Nicolas Batum a décroché un contrat en or de cinq ans et d'une valeur de 120 millions de dollars (108 M EUR) avec les Charlotte Hornets vendredi dès les premières heures d'une très frénétique période des transferts en NBA.

Comme largement anticipé, "Batman" a touché le gros lot: très convoité, l'ailier âgé de 27 ans n'a pas hésité longtemps et a donné son accord à Charlotte, son équipe depuis 2015.

"Nous avons trouvé un accord #BuzzCity", a-t-il simplement écrit sur son compte Twitter alors qu'il doit attendre le 7 juillet pour signer formellement son contrat et ensuite retrouver aux Philippines l'équipe de France, en quête de son billet pour les JO-2016.

Avec un salaire annuel qui va dépasser les 20 millions de dollars (18 M EUR), contre 11,6 millions auparavant, Batum devient ainsi le sportif français le mieux payé, devant Tony Parker (San Antonio, 19,9 M EUR) et l'attaquant français du Real Madrid Karim Benzema (15,3 M EUR).

Alors qu'il était arrivé sur la pointe des pieds à Charlotte, après une septième et dernière saison décevante à Portland en 2014-15, l'ancien joueur du Mans a réalisé une saison 2015-16 époustouflante avec des moyennes de 14,9 points, 6,1 rebonds et 5,8 passes décisives par match.

- Noah aux Knicks? -

Sous son impulsion, les Hornets, qui n'avaient plus remporté de matches des play-offs depuis 2002, ont poussé Miami dans ses derniers retranchements au 1er tour (4-3).

Leur propriétaire en tête, la légende des Chicago Bulls Michael Jordan, les Hornets étaient prêts à tout pour conserver celui qui est décrit par son entraîneur Steve Clifford comme "un joueur à l'intelligence basket sans pareil en NBA".

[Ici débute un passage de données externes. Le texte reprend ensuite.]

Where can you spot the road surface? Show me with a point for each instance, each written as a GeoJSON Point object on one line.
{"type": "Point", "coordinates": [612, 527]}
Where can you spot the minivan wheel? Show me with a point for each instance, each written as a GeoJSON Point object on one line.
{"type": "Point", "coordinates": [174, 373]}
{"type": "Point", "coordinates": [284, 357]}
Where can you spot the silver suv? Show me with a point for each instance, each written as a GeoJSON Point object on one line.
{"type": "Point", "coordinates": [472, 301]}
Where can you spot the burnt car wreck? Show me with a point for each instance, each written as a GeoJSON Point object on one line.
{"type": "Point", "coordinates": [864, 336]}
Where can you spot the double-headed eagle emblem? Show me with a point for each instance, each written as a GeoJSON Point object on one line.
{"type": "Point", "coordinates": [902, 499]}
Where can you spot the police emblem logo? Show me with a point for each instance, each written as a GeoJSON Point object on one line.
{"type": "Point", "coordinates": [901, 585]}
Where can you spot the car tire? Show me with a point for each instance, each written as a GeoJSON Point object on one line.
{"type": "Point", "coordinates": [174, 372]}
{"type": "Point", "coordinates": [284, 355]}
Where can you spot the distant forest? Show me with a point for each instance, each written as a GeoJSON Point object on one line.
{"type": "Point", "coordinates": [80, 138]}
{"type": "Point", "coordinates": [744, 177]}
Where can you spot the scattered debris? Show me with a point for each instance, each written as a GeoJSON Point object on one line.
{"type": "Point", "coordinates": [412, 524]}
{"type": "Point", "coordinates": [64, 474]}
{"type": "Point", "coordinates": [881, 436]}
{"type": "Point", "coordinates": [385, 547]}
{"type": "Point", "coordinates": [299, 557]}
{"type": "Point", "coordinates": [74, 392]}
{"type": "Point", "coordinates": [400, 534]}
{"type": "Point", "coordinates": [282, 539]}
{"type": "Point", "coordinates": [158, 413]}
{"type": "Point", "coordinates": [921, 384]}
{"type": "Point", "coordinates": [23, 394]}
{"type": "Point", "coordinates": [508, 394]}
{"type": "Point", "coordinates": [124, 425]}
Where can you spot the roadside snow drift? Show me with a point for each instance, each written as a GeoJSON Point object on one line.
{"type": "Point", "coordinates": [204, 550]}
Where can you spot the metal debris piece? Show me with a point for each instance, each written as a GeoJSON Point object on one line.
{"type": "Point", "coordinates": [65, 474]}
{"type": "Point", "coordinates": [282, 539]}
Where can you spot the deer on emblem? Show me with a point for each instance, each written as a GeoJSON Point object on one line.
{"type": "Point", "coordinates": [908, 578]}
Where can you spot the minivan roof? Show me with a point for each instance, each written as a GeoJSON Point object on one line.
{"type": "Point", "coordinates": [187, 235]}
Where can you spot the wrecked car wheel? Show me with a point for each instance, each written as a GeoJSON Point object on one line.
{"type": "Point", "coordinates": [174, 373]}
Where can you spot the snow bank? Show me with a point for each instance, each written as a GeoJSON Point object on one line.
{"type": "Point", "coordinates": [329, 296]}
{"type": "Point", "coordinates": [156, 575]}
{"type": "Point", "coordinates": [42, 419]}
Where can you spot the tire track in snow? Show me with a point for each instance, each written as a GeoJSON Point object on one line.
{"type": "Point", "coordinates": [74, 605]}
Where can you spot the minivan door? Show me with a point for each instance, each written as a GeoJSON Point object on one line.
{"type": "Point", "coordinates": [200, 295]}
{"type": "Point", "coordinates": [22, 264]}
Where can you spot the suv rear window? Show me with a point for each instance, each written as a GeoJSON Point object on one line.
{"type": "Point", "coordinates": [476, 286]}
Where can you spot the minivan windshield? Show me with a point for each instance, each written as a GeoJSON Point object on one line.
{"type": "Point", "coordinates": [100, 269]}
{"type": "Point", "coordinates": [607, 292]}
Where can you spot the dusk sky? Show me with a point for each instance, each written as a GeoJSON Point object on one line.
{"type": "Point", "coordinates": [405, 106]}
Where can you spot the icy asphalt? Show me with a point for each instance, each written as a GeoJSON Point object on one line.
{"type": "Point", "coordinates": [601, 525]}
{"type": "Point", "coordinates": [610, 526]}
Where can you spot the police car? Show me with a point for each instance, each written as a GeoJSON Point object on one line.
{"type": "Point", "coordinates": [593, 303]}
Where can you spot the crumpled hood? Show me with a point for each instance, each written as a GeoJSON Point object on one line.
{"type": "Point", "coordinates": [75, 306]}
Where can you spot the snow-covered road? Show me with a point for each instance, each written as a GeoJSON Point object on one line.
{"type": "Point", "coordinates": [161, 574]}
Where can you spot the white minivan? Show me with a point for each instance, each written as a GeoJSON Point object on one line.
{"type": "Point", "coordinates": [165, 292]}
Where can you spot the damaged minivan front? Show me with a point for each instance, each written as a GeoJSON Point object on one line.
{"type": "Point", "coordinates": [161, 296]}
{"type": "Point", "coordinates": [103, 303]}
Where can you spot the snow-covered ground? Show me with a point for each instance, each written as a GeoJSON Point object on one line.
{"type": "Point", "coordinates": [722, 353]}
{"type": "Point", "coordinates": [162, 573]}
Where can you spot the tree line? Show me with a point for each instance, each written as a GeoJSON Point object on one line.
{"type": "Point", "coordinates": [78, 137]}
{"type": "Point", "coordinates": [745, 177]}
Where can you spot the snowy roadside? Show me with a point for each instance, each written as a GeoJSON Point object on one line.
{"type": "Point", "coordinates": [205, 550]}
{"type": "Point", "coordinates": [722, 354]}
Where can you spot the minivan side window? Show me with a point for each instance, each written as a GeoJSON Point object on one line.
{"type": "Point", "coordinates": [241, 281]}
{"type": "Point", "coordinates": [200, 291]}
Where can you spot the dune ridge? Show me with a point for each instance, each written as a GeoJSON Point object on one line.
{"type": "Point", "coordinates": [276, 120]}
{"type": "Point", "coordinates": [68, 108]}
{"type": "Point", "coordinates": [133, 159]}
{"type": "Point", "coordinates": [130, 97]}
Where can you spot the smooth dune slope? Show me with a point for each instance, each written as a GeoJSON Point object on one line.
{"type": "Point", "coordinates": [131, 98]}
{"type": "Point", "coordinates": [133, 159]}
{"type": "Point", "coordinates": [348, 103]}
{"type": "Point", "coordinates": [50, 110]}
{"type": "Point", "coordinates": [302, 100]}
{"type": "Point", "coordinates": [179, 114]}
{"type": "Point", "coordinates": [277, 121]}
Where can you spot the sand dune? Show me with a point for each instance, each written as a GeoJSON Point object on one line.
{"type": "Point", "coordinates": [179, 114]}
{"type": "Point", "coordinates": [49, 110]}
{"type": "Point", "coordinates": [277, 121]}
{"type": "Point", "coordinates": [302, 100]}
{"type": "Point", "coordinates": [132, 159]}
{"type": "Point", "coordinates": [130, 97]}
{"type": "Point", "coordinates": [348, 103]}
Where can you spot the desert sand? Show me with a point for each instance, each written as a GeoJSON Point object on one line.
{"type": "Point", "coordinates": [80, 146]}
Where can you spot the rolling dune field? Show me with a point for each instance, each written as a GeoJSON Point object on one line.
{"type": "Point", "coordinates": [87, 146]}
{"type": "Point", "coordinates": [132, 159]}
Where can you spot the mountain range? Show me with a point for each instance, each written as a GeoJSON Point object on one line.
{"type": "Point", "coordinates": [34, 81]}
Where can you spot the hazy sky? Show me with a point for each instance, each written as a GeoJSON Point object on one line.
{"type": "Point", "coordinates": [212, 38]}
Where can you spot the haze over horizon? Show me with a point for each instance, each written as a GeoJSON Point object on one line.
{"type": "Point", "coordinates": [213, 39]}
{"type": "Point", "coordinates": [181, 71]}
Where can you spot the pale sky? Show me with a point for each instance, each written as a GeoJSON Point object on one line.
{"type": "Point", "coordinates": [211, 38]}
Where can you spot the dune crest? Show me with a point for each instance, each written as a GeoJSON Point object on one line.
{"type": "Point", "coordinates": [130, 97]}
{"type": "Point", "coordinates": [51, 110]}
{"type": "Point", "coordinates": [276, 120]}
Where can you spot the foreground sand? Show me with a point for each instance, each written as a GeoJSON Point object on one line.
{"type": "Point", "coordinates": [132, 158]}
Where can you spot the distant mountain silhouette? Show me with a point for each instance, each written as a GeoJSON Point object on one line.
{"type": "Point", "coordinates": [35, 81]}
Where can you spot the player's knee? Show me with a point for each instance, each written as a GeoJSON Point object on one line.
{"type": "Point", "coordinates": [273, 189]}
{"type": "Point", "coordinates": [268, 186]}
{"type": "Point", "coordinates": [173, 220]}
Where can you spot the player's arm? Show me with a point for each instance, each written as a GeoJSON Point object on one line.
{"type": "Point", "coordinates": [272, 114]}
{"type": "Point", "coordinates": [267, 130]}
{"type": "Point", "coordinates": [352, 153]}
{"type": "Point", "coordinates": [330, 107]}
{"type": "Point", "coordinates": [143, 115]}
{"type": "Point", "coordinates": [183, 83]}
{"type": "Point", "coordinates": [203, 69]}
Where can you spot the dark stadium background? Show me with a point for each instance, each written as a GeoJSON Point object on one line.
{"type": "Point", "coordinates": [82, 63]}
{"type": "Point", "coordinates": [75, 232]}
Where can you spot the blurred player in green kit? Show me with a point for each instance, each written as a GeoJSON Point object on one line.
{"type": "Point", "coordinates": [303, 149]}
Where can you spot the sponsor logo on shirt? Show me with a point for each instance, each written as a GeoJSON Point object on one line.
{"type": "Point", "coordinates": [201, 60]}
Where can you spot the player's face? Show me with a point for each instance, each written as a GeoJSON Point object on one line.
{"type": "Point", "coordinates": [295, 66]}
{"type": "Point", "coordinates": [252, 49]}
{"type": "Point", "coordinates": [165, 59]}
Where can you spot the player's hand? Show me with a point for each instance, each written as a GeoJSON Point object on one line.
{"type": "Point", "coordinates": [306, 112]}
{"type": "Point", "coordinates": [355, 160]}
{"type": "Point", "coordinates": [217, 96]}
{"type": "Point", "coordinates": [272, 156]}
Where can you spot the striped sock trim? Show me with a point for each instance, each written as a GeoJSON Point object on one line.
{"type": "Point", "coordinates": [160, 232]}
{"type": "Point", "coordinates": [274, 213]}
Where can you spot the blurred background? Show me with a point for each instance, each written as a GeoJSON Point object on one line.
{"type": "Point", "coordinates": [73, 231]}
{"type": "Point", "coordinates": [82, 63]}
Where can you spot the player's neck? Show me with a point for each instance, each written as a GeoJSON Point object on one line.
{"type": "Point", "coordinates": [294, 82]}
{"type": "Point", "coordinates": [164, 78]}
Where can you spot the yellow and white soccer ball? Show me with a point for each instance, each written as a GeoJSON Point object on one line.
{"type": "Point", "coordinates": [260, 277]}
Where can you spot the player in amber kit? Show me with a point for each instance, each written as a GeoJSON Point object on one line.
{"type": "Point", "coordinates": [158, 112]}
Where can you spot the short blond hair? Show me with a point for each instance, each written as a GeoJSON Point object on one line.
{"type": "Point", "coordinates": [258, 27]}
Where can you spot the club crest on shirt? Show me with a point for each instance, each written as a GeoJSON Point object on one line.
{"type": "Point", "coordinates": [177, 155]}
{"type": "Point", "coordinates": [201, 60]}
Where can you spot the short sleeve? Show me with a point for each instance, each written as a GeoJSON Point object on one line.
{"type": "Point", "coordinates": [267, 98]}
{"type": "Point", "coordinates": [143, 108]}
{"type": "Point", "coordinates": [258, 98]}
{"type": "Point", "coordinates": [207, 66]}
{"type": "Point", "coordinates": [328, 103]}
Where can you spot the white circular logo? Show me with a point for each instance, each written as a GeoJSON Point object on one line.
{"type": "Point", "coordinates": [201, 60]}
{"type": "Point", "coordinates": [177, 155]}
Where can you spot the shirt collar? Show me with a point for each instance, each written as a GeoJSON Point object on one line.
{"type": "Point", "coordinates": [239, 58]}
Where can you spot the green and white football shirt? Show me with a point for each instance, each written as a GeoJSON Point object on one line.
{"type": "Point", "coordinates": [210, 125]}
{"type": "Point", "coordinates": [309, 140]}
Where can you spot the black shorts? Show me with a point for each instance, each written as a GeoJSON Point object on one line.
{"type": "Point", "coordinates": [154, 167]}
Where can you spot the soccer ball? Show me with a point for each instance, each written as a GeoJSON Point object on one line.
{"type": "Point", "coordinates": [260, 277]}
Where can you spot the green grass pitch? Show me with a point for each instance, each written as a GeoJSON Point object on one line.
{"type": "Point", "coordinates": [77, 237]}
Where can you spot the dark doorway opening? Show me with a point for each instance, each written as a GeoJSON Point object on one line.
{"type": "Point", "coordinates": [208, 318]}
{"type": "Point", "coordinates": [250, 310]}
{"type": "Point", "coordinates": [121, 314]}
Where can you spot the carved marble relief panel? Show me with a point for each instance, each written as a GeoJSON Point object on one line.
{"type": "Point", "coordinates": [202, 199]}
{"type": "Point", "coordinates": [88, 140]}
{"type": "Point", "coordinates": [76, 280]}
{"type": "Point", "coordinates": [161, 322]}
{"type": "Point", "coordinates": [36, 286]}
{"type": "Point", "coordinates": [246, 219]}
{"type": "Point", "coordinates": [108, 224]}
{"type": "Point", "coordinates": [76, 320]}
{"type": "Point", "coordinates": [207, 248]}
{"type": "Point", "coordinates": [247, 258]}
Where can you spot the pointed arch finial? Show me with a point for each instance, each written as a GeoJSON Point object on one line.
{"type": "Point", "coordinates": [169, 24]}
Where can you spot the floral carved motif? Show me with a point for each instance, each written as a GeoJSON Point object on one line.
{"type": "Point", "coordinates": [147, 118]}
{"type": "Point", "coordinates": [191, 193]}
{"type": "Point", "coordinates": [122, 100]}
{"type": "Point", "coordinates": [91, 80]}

Batum n'est pas le seul Français à faire les gros titres en NBA: Joakim Noah est en négociations très avancées avec les New York Knicks qui seraient prêt à lui offrir un contrat de quatre années d'un montant global de 70 millions de dollars.

Noah, 31 ans, a grandi à New York et pourrait retrouver au sein des Knicks son ancien coéquipier à Chicago Derrick Rose, mais il a vécu en 2015-16 la saison la plus difficile de sa carrière depuis ses débuts en NBA, en 2007 à Chicago.

En quelques heures, les équipes NBA ont dépensé plus de 900 millions de dollars, une somme qui va exploser lorsque Kevin Durant, le joueur le plus convoité de cet intersaison, aura fait son choix et quand la superstar LeBron James aura prolongé son contrat avec Cleveland.

Toronto a ainsi offert à son arrière DeMar DeRozan un nouveau contrat de cinq ans et 139 millions de dollars (124 M EUR) pour le récompenser après la saison 2015-16, la meilleure saison de l'histoire des Raptors qui ont atteint la finale de la conférence Est (défaite 4-2 contre Cleveland).

- Lin de retour à New York -

Hassan Whiteside, pivot au parcours atypique considéré comme l'un des meilleurs défenseurs de NBA, a décidé de rester à Miami, son équipe depuis 2014 qui lui a proposé un contrat de quatre ans d'une valeur de 98 millions de dollars (87,9 M EUR).

Detroit a mis sur la table un "max contract", ces contrats les plus rémunérateurs, de 130 millions de dollars sur cinq ans, pour conserver Andre Drummond, déjà prolifique et indispensable à 22 ans.

Et il y a des équipes qui font des paris, comme les Los Angeles Lakers, en proie à une crise sportive sans précédents et orphelins de Kobe Bryant, parti à la retraite.

La célèbre franchise californienne a recruté le pivot russe Timofey Mozgov, sacré champion NBA avec Cleveland, avec un contrat de quatre ans d'une valeur de 64 millions de dollars qui ne manque pas de susciter surprise et incrédulité parmi les observateurs.

Le meneur américain d'origine chinoise Jeremy Lin va faire son retour à New York, mais cette fois sous le maillot des Brooklyn Nets, sa septième équipe depuis 2010!

Il va signer un contrat de trois ans d'un montant de 36 millions de dollars et les Nets espèrent revivre la "folie Lin", ou "Linsanity" qui s'était emparée, brièvement, de la NBA en 2011-12 lorsqu'il était joueur des Knicks.